In more recent years, Kelley’s ambitions widened in conceptual scope and physical scale with Educational Complex (1995), the epic Day Is Done (2005), his Kandors series (2007 – 2012), and the posthumously completed public work Mobile Homestead (2006 – 2013), as he addressed architecture, institutions, and “projective reconstruction” using the theory of repressed memory syndrome coupled with (pseudo-)biographic inquiry into his own aesthetic and social formations. Throughout his career Kelley sought to understand the cultures around him from the bottom up, scouring yard sales and yearbooks for their cast-offs and leftovers. He mined popular culture and both modernist and alternative traditions, which he set in relationship to relentless self- and social examinations, by turns dark and delirious. With an inimitable mix of caustic skepticism and temporizing respect, he engaged the languages and assumptions of education, adolescence, crafts and DIY, holidays, pop psychology, parades and rituals, fandom, newspaper reportage, and modes of public address – producing a uniquely sustained address to the conditions and implications of the American vernacular.

Kelley received a BFA from the University of Michigan, Ann Arbor (1976) and MFA from the California Institute of the Arts (1978).
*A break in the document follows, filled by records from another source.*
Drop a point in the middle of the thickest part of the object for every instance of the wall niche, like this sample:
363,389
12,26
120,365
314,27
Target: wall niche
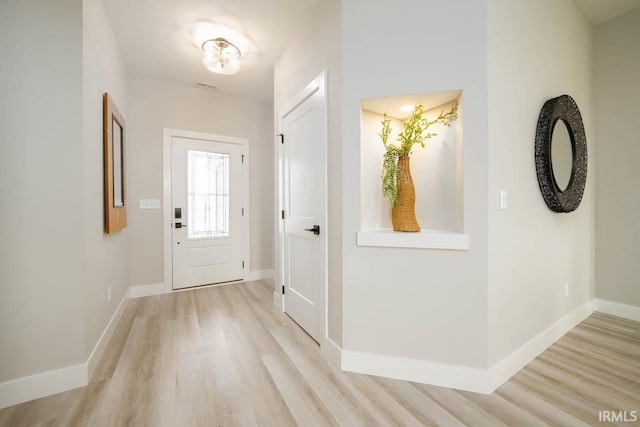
437,171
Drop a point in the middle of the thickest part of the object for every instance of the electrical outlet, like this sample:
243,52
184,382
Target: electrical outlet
149,203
He lived and worked in – and drew inspiration from – Los Angeles from 1972 to 2012.

Exhibitions and Awards

Mike Kelley’s work has been the subject of numerous acclaimed exhibitions. Among these have been the retrospective Mike Kelley (Stedelijk Museum, Amsterdam, 2012; Centre Georges Pompidou, Paris, 2013; Museum of Modern Art/PS1, New York NY, 2013; Museum of Contemporary Art, Los Angeles CA, 2014); the permanent public work and accompanying exhibition Mobile Homestead, Museum of Contemporary Art Detroit, Detroit MI (2013); Mike Kelley: Kandors, Museen Haus Lange, Haus Esters, Kunstmuseen Krefeld, Germany (2011); Mike Kelley: Educational Complex Onwards: 1995 – 2008, WIELS Centre d’Art Contemporain, Brussels, Belgium (2008); Petting Zoo, Skulptur Projekte Münster, Germany (2007); ProfondeursVertes, Musée du Louvre, France(2006); The Uncanny, a curatorial project presented at Tate Liverpool, England and Museum Moderner Kunst Stiftung Ludwig, Vienna, Austria (2004); a 1993 retrospective at the Whitney Museum of American Art, New York NY and Los Angeles County Museum of Art, Los Angeles CA; Documenta IX (1992) and Documenta X (1997), Kassel, Germany; and five appearances at the Whitney Biennial.
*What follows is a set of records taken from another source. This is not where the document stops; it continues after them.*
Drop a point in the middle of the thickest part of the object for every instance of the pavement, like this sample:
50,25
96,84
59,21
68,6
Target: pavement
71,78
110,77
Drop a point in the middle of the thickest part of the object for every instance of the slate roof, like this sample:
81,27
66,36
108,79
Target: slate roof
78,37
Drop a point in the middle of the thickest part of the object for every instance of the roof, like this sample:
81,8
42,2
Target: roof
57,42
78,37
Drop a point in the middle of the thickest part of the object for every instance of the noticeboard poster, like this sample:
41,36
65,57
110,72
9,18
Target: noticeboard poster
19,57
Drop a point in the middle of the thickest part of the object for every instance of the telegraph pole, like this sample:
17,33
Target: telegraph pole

The artist’s work is represented in major public collections worldwide and has been the subject of scores of gallery exhibitions internationally. In his lifetime, Kelley received numerous awards and commendations, including the Wolfgang Hahn Prize; a Louis Comfort Tiffany Foundation Grant; a National Endowment for the Visual Arts Fellowship, Awards in the Visual Arts grant; a Skowhegan Medal for Mixed Media; the Distinguished Alumni Award, University of Michigan School of Art and Design; the Distinguished Alumnus/a Award, California Institute of the Arts; and a Guggenheim Fellowship.
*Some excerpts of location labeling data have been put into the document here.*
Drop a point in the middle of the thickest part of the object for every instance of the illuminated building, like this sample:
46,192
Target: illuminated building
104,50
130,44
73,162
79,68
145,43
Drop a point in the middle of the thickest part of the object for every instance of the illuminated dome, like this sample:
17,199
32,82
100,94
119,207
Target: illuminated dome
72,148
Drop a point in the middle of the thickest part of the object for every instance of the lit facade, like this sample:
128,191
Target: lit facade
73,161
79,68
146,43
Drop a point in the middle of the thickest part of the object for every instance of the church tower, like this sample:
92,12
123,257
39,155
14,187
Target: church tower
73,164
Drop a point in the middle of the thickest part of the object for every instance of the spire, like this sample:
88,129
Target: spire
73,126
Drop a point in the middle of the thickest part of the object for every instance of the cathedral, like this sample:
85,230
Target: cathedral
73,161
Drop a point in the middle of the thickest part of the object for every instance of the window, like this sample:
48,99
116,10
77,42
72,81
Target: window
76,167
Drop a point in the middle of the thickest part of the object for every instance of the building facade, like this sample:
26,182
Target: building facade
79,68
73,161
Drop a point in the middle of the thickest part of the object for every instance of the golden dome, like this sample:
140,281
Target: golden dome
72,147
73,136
Mike Kelley was a member of Destroy All Monsters, an improvisational noise band formed in Ann Arbor, Michigan MI in 1974 with artists Jim Shaw, Niagara, and Cary Loren. Three volumes of the artist’s collected writings have been published, edited by John C. Welchman: Foul Perfection: Essays and Criticism (MIT, 2002), Minor Histories: Statements, Conversations, Proposals (MIT, 2004), and Mike Kelley: Interviews, Conversations and Chit-Chat (JRP|Ringier, 2005).